I verified the change by tracing the math and shapes rather than running the suite (the CI sandbox here blocked uv run pytest/python3, so I could not execute tests/test_topoplot.py directly — please rely on your local run).

Correctness ✅

The vectorization is faithful to the original nested loop:

  • The old code reassigned xy = xy[:, None] then used xy.ravel() per point. The new code correctly drops that reassignment and broadcasts the original 1-D xy (x + 1j*y, shape (channels,)) against the query grid:
    • (xq + 1j*yq)[..., None](grid, grid, 1)
    • xy[None, None, :](1, 1, channels)
    • d(grid, grid, channels), real (via np.abs), matching the per-point np.abs(xq[i,j] + 1j*yq[i,j] - xy.ravel()).
  • Green's function (d**2)*(log(d)-1) and the zero-distance guard g[d == 0] = 0 are preserved, so query points landing exactly on an electrode stay finite (covered by test_zero_distance_handling).
  • vq = g @ weights reduces over the channel axis, equivalent to np.dot(g, weights) at each (i, j).

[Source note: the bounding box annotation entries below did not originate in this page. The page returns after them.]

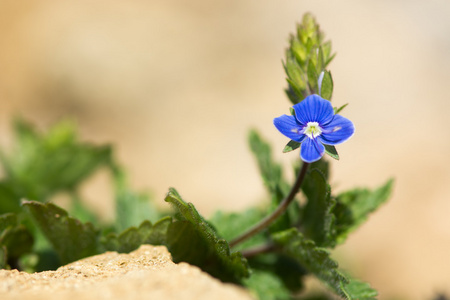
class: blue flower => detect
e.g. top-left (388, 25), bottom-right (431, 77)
top-left (273, 95), bottom-right (355, 163)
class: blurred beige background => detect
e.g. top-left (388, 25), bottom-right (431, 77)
top-left (0, 0), bottom-right (450, 299)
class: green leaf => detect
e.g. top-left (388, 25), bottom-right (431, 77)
top-left (165, 188), bottom-right (249, 282)
top-left (345, 279), bottom-right (378, 300)
top-left (0, 213), bottom-right (34, 267)
top-left (0, 180), bottom-right (22, 214)
top-left (0, 213), bottom-right (17, 231)
top-left (209, 208), bottom-right (267, 250)
top-left (334, 103), bottom-right (348, 115)
top-left (101, 217), bottom-right (172, 253)
top-left (1, 120), bottom-right (111, 201)
top-left (243, 270), bottom-right (292, 300)
top-left (283, 140), bottom-right (301, 153)
top-left (113, 165), bottom-right (163, 231)
top-left (249, 130), bottom-right (300, 231)
top-left (333, 179), bottom-right (394, 243)
top-left (320, 71), bottom-right (333, 100)
top-left (301, 169), bottom-right (335, 246)
top-left (272, 228), bottom-right (349, 297)
top-left (0, 225), bottom-right (34, 260)
top-left (324, 145), bottom-right (339, 160)
top-left (22, 201), bottom-right (99, 264)
top-left (249, 251), bottom-right (307, 294)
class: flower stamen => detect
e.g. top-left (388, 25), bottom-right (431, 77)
top-left (303, 122), bottom-right (322, 139)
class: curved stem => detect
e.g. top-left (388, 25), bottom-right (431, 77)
top-left (230, 162), bottom-right (309, 247)
top-left (241, 243), bottom-right (276, 258)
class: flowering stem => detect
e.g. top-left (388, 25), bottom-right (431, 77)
top-left (241, 243), bottom-right (276, 258)
top-left (230, 162), bottom-right (309, 247)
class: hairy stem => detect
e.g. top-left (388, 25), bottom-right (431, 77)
top-left (241, 244), bottom-right (276, 258)
top-left (230, 162), bottom-right (309, 247)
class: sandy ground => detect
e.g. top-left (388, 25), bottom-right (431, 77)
top-left (0, 0), bottom-right (450, 299)
top-left (0, 245), bottom-right (253, 300)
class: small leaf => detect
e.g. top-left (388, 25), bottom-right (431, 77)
top-left (324, 145), bottom-right (339, 160)
top-left (243, 270), bottom-right (292, 300)
top-left (272, 228), bottom-right (349, 297)
top-left (22, 201), bottom-right (99, 264)
top-left (333, 179), bottom-right (394, 243)
top-left (0, 213), bottom-right (17, 231)
top-left (165, 188), bottom-right (249, 282)
top-left (321, 71), bottom-right (333, 100)
top-left (334, 103), bottom-right (348, 115)
top-left (0, 225), bottom-right (34, 260)
top-left (210, 208), bottom-right (266, 250)
top-left (101, 217), bottom-right (172, 253)
top-left (113, 165), bottom-right (162, 232)
top-left (0, 245), bottom-right (8, 269)
top-left (283, 140), bottom-right (301, 153)
top-left (306, 62), bottom-right (319, 93)
top-left (249, 131), bottom-right (299, 231)
top-left (345, 278), bottom-right (378, 300)
top-left (0, 120), bottom-right (111, 202)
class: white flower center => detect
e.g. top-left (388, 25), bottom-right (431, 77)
top-left (303, 122), bottom-right (322, 139)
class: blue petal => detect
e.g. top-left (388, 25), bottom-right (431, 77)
top-left (300, 138), bottom-right (325, 163)
top-left (273, 115), bottom-right (305, 143)
top-left (293, 95), bottom-right (334, 126)
top-left (318, 115), bottom-right (355, 145)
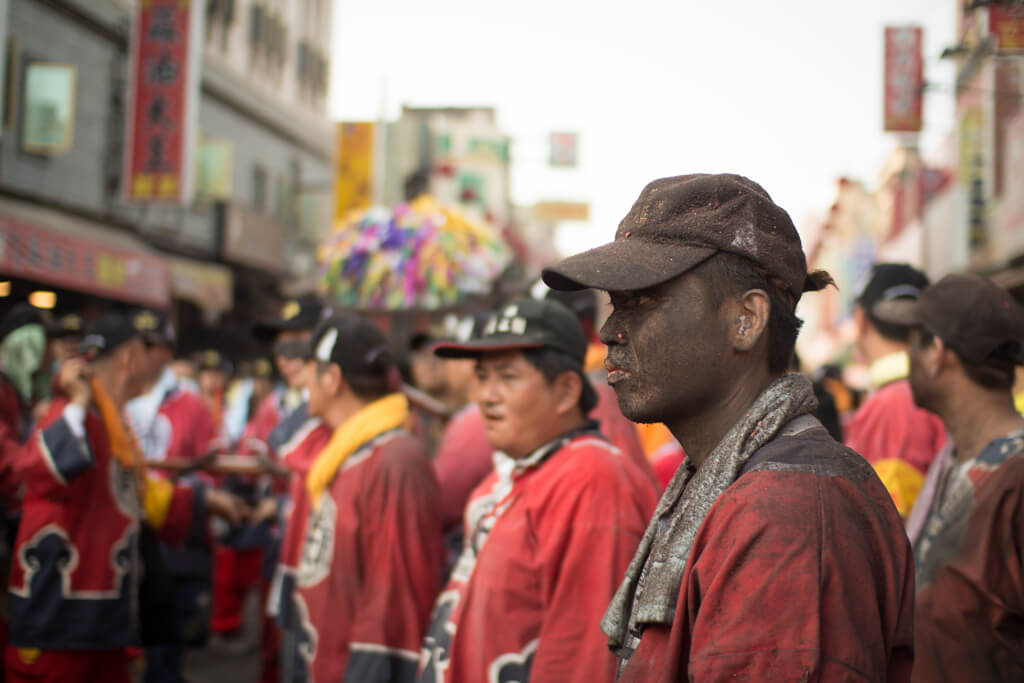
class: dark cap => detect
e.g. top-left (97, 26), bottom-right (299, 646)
top-left (434, 299), bottom-right (587, 365)
top-left (246, 358), bottom-right (273, 380)
top-left (857, 263), bottom-right (929, 315)
top-left (131, 308), bottom-right (175, 348)
top-left (46, 313), bottom-right (85, 339)
top-left (0, 302), bottom-right (46, 339)
top-left (80, 313), bottom-right (142, 359)
top-left (871, 274), bottom-right (1024, 366)
top-left (253, 294), bottom-right (324, 339)
top-left (309, 312), bottom-right (393, 377)
top-left (196, 348), bottom-right (231, 374)
top-left (544, 173), bottom-right (831, 299)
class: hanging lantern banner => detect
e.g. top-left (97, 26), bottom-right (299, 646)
top-left (885, 27), bottom-right (925, 133)
top-left (123, 0), bottom-right (203, 204)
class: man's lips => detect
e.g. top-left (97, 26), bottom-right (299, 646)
top-left (604, 358), bottom-right (633, 385)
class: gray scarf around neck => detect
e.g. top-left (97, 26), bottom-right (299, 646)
top-left (601, 374), bottom-right (817, 658)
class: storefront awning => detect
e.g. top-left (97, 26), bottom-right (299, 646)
top-left (0, 198), bottom-right (171, 308)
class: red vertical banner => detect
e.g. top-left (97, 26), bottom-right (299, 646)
top-left (123, 0), bottom-right (203, 203)
top-left (884, 27), bottom-right (925, 133)
top-left (988, 3), bottom-right (1024, 54)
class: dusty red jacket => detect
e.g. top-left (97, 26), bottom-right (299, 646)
top-left (620, 427), bottom-right (913, 683)
top-left (913, 434), bottom-right (1024, 683)
top-left (10, 398), bottom-right (205, 649)
top-left (419, 431), bottom-right (656, 683)
top-left (282, 430), bottom-right (441, 683)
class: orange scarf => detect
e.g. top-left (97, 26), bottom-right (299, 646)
top-left (90, 377), bottom-right (145, 481)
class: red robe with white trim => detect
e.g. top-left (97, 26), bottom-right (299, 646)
top-left (620, 427), bottom-right (914, 683)
top-left (281, 430), bottom-right (441, 683)
top-left (419, 431), bottom-right (656, 683)
top-left (10, 398), bottom-right (205, 649)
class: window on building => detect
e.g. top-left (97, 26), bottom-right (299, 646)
top-left (22, 61), bottom-right (78, 155)
top-left (249, 164), bottom-right (266, 212)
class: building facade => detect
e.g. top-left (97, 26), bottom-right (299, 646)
top-left (0, 0), bottom-right (335, 352)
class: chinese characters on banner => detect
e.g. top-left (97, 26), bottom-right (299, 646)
top-left (885, 27), bottom-right (925, 133)
top-left (124, 0), bottom-right (203, 203)
top-left (988, 4), bottom-right (1024, 53)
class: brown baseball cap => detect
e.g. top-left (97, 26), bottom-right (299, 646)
top-left (543, 173), bottom-right (831, 299)
top-left (871, 273), bottom-right (1024, 366)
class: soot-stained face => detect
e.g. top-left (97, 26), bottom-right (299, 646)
top-left (600, 271), bottom-right (731, 424)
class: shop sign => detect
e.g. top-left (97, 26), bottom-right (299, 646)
top-left (884, 27), bottom-right (925, 133)
top-left (124, 0), bottom-right (203, 203)
top-left (334, 122), bottom-right (376, 221)
top-left (0, 216), bottom-right (170, 307)
top-left (171, 258), bottom-right (233, 313)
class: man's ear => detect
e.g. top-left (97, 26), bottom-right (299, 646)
top-left (729, 290), bottom-right (771, 351)
top-left (551, 372), bottom-right (583, 415)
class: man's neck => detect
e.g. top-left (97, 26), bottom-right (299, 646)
top-left (142, 366), bottom-right (167, 393)
top-left (505, 414), bottom-right (587, 460)
top-left (324, 394), bottom-right (368, 431)
top-left (937, 388), bottom-right (1024, 462)
top-left (666, 369), bottom-right (775, 467)
top-left (96, 371), bottom-right (128, 411)
top-left (861, 331), bottom-right (906, 364)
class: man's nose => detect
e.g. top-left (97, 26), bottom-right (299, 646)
top-left (597, 313), bottom-right (626, 346)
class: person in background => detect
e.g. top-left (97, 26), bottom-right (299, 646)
top-left (281, 313), bottom-right (441, 683)
top-left (543, 173), bottom-right (913, 683)
top-left (844, 263), bottom-right (946, 519)
top-left (0, 303), bottom-right (46, 667)
top-left (5, 313), bottom-right (248, 683)
top-left (429, 313), bottom-right (494, 575)
top-left (170, 356), bottom-right (199, 394)
top-left (541, 282), bottom-right (659, 485)
top-left (125, 309), bottom-right (226, 683)
top-left (0, 303), bottom-right (46, 513)
top-left (419, 299), bottom-right (655, 683)
top-left (873, 274), bottom-right (1024, 683)
top-left (46, 313), bottom-right (85, 366)
top-left (196, 349), bottom-right (231, 436)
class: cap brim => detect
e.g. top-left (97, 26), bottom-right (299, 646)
top-left (433, 337), bottom-right (546, 358)
top-left (871, 299), bottom-right (921, 328)
top-left (542, 239), bottom-right (718, 292)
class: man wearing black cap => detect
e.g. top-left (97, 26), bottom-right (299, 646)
top-left (246, 295), bottom-right (324, 451)
top-left (419, 299), bottom-right (655, 683)
top-left (844, 263), bottom-right (946, 518)
top-left (874, 274), bottom-right (1024, 682)
top-left (125, 309), bottom-right (226, 683)
top-left (281, 313), bottom-right (441, 683)
top-left (544, 174), bottom-right (913, 681)
top-left (6, 314), bottom-right (245, 682)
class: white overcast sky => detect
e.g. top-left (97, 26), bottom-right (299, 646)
top-left (330, 0), bottom-right (956, 253)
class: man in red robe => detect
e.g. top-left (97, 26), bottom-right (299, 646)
top-left (281, 313), bottom-right (441, 683)
top-left (544, 174), bottom-right (913, 682)
top-left (419, 299), bottom-right (655, 683)
top-left (6, 314), bottom-right (246, 682)
top-left (876, 274), bottom-right (1024, 683)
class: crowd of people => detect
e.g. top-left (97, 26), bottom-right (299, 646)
top-left (0, 174), bottom-right (1024, 683)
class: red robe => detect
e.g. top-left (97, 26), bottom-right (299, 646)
top-left (282, 430), bottom-right (441, 683)
top-left (419, 431), bottom-right (656, 683)
top-left (10, 398), bottom-right (205, 649)
top-left (620, 428), bottom-right (914, 683)
top-left (0, 374), bottom-right (23, 509)
top-left (913, 434), bottom-right (1024, 683)
top-left (843, 379), bottom-right (946, 514)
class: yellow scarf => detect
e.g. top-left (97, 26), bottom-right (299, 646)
top-left (90, 377), bottom-right (174, 530)
top-left (90, 377), bottom-right (145, 471)
top-left (306, 393), bottom-right (409, 510)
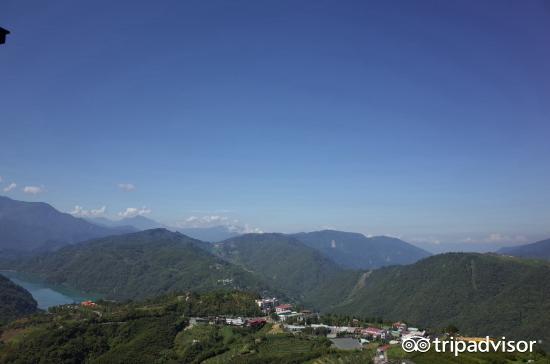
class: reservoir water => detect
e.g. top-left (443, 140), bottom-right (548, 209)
top-left (0, 271), bottom-right (95, 310)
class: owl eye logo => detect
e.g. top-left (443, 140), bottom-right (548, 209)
top-left (401, 336), bottom-right (431, 353)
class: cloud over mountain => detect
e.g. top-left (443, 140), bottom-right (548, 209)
top-left (117, 206), bottom-right (151, 218)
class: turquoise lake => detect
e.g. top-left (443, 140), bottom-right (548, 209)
top-left (0, 271), bottom-right (95, 310)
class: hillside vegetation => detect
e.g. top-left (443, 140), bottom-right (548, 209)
top-left (13, 229), bottom-right (278, 300)
top-left (0, 274), bottom-right (37, 326)
top-left (0, 292), bottom-right (336, 364)
top-left (335, 253), bottom-right (550, 342)
top-left (215, 234), bottom-right (361, 309)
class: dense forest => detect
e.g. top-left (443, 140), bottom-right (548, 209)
top-left (0, 292), bottom-right (338, 364)
top-left (335, 253), bottom-right (550, 342)
top-left (5, 229), bottom-right (277, 300)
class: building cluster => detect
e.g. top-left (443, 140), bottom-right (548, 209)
top-left (284, 322), bottom-right (426, 344)
top-left (189, 316), bottom-right (267, 327)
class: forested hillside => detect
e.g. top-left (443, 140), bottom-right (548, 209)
top-left (215, 234), bottom-right (361, 309)
top-left (7, 229), bottom-right (269, 300)
top-left (292, 230), bottom-right (430, 269)
top-left (335, 253), bottom-right (550, 342)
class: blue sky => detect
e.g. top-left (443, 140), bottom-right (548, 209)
top-left (0, 0), bottom-right (550, 249)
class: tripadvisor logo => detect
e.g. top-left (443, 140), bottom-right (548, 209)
top-left (401, 336), bottom-right (537, 356)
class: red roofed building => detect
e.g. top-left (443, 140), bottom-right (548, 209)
top-left (361, 327), bottom-right (384, 338)
top-left (247, 317), bottom-right (267, 327)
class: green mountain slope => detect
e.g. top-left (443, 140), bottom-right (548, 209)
top-left (0, 274), bottom-right (37, 325)
top-left (0, 292), bottom-right (330, 364)
top-left (335, 253), bottom-right (550, 341)
top-left (215, 234), bottom-right (360, 309)
top-left (498, 239), bottom-right (550, 260)
top-left (292, 230), bottom-right (430, 269)
top-left (7, 229), bottom-right (274, 299)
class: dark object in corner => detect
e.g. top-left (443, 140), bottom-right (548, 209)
top-left (0, 27), bottom-right (10, 44)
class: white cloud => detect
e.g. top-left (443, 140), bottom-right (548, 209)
top-left (23, 186), bottom-right (44, 195)
top-left (69, 205), bottom-right (107, 217)
top-left (483, 233), bottom-right (528, 243)
top-left (118, 206), bottom-right (151, 218)
top-left (118, 183), bottom-right (136, 192)
top-left (175, 215), bottom-right (263, 234)
top-left (4, 182), bottom-right (17, 192)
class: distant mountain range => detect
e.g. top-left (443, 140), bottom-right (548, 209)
top-left (4, 229), bottom-right (550, 340)
top-left (11, 229), bottom-right (275, 300)
top-left (498, 239), bottom-right (550, 260)
top-left (0, 196), bottom-right (133, 251)
top-left (88, 215), bottom-right (241, 242)
top-left (214, 233), bottom-right (360, 309)
top-left (291, 230), bottom-right (431, 269)
top-left (0, 273), bottom-right (38, 326)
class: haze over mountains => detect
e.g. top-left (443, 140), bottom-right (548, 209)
top-left (292, 230), bottom-right (431, 269)
top-left (10, 229), bottom-right (276, 300)
top-left (88, 215), bottom-right (244, 242)
top-left (498, 239), bottom-right (550, 260)
top-left (0, 198), bottom-right (550, 339)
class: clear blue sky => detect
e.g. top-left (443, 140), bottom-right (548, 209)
top-left (0, 0), bottom-right (550, 249)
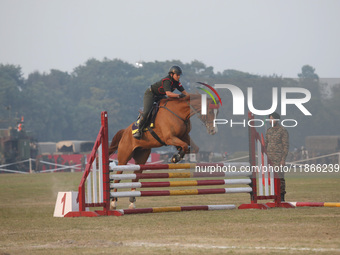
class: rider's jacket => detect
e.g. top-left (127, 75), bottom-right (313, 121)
top-left (151, 75), bottom-right (184, 96)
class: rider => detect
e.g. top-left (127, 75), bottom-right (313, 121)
top-left (133, 66), bottom-right (189, 139)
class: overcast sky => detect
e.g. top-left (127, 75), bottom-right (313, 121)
top-left (0, 0), bottom-right (340, 78)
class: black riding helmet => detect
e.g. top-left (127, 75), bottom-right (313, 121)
top-left (169, 66), bottom-right (183, 75)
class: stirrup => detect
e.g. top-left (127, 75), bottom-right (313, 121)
top-left (132, 130), bottom-right (142, 140)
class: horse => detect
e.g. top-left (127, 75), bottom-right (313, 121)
top-left (109, 94), bottom-right (219, 209)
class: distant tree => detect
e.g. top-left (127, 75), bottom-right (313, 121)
top-left (298, 65), bottom-right (319, 81)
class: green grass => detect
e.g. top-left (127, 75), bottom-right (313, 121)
top-left (0, 173), bottom-right (340, 255)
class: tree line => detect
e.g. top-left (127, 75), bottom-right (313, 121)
top-left (0, 58), bottom-right (340, 151)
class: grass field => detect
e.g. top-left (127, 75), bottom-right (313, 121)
top-left (0, 170), bottom-right (340, 255)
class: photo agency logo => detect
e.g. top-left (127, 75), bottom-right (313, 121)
top-left (198, 82), bottom-right (312, 127)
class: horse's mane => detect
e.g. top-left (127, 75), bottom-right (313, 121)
top-left (162, 93), bottom-right (201, 102)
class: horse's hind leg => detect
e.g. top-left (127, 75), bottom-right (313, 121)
top-left (166, 136), bottom-right (189, 163)
top-left (129, 148), bottom-right (151, 209)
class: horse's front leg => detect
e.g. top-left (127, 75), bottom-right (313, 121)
top-left (165, 136), bottom-right (189, 163)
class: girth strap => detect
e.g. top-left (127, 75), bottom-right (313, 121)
top-left (148, 127), bottom-right (167, 146)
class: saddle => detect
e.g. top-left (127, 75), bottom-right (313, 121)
top-left (132, 101), bottom-right (159, 134)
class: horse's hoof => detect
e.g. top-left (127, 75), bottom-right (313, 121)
top-left (110, 201), bottom-right (117, 210)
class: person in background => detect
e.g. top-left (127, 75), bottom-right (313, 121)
top-left (132, 66), bottom-right (189, 139)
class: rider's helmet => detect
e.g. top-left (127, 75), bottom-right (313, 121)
top-left (169, 66), bottom-right (183, 75)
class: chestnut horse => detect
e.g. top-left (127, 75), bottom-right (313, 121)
top-left (109, 94), bottom-right (218, 209)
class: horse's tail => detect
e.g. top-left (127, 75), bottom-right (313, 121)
top-left (109, 129), bottom-right (125, 155)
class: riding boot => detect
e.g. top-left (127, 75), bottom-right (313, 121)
top-left (133, 115), bottom-right (145, 139)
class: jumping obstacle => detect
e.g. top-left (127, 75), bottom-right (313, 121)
top-left (289, 202), bottom-right (340, 207)
top-left (61, 112), bottom-right (294, 217)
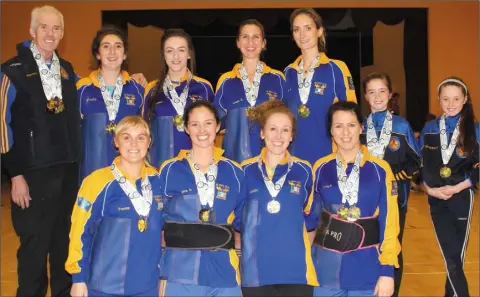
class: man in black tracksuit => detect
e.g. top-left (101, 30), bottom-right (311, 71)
top-left (0, 6), bottom-right (81, 296)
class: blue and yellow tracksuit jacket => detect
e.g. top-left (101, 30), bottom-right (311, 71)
top-left (214, 64), bottom-right (286, 163)
top-left (145, 72), bottom-right (213, 168)
top-left (65, 157), bottom-right (163, 296)
top-left (312, 146), bottom-right (401, 290)
top-left (360, 110), bottom-right (422, 207)
top-left (420, 114), bottom-right (480, 188)
top-left (241, 149), bottom-right (318, 287)
top-left (77, 70), bottom-right (145, 180)
top-left (160, 148), bottom-right (244, 288)
top-left (284, 53), bottom-right (357, 164)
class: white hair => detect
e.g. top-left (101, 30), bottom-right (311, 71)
top-left (30, 5), bottom-right (64, 31)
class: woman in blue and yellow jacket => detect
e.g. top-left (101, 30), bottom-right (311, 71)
top-left (77, 25), bottom-right (144, 180)
top-left (65, 116), bottom-right (163, 297)
top-left (284, 8), bottom-right (357, 164)
top-left (312, 102), bottom-right (400, 297)
top-left (241, 100), bottom-right (318, 297)
top-left (160, 100), bottom-right (244, 296)
top-left (360, 73), bottom-right (422, 296)
top-left (214, 19), bottom-right (285, 163)
top-left (145, 29), bottom-right (213, 168)
top-left (420, 77), bottom-right (480, 296)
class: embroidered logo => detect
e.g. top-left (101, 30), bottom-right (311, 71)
top-left (388, 136), bottom-right (400, 152)
top-left (123, 94), bottom-right (136, 106)
top-left (347, 76), bottom-right (355, 90)
top-left (266, 90), bottom-right (278, 100)
top-left (215, 184), bottom-right (230, 200)
top-left (455, 146), bottom-right (466, 159)
top-left (190, 95), bottom-right (203, 102)
top-left (313, 82), bottom-right (327, 95)
top-left (60, 67), bottom-right (69, 79)
top-left (392, 180), bottom-right (398, 196)
top-left (288, 180), bottom-right (302, 195)
top-left (77, 197), bottom-right (92, 212)
top-left (153, 196), bottom-right (164, 210)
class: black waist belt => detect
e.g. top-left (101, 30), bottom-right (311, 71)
top-left (163, 222), bottom-right (235, 250)
top-left (314, 210), bottom-right (380, 252)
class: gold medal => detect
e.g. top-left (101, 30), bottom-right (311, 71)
top-left (47, 97), bottom-right (65, 114)
top-left (245, 106), bottom-right (253, 118)
top-left (298, 104), bottom-right (310, 118)
top-left (137, 219), bottom-right (147, 232)
top-left (105, 122), bottom-right (117, 134)
top-left (337, 205), bottom-right (349, 220)
top-left (440, 166), bottom-right (452, 178)
top-left (347, 206), bottom-right (361, 222)
top-left (173, 114), bottom-right (184, 131)
top-left (198, 209), bottom-right (210, 223)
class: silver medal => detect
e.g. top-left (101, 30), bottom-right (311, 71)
top-left (267, 200), bottom-right (280, 214)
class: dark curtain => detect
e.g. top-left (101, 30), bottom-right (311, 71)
top-left (102, 8), bottom-right (429, 131)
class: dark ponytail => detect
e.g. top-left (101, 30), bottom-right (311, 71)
top-left (438, 76), bottom-right (477, 155)
top-left (147, 28), bottom-right (196, 121)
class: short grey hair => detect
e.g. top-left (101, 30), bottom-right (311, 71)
top-left (30, 5), bottom-right (64, 31)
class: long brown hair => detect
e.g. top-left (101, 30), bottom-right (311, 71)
top-left (438, 76), bottom-right (477, 155)
top-left (148, 28), bottom-right (196, 119)
top-left (249, 100), bottom-right (297, 138)
top-left (290, 8), bottom-right (327, 53)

Existing tests (test_basic_interpolation, test_collinear_points, test_single_point_interpolation, test_zero_distance_handling, plus the MATLAB parity tests) already exercise these paths, so no new test is needed for this behavior-preserving change.

Blocking

None.

Important

None.

Nits

  • .jules/bolt.md (added): This looks like an agent scratch/learning note rather than a code artifact, and it carries an incorrect date (## 2025-05-15 — today is 2026-07-03). AGENTS.md asks to touch only files the change requires and not to commit AI-tooling artifacts. Consider dropping this file from the PR unless the repo intentionally tracks .jules/ notes.
  • vq dtype (nit): The old vq = np.zeros_like(xq) inherited xq's dtype; vq = g @ weights is always float64. Harmless for the float64 grids topoplot generates — noting only for completeness.

Test gaps

None. The change is behavior-preserving and the existing TestGriddataV4 cases cover the affected paths.

EEGLAB parity notes

None. This mirrors MATLAB's gdatav4 biharmonic-spline evaluation; only the Python evaluation loop was vectorized, and the parity tests (test_parity_*) guard the output against EEGLAB.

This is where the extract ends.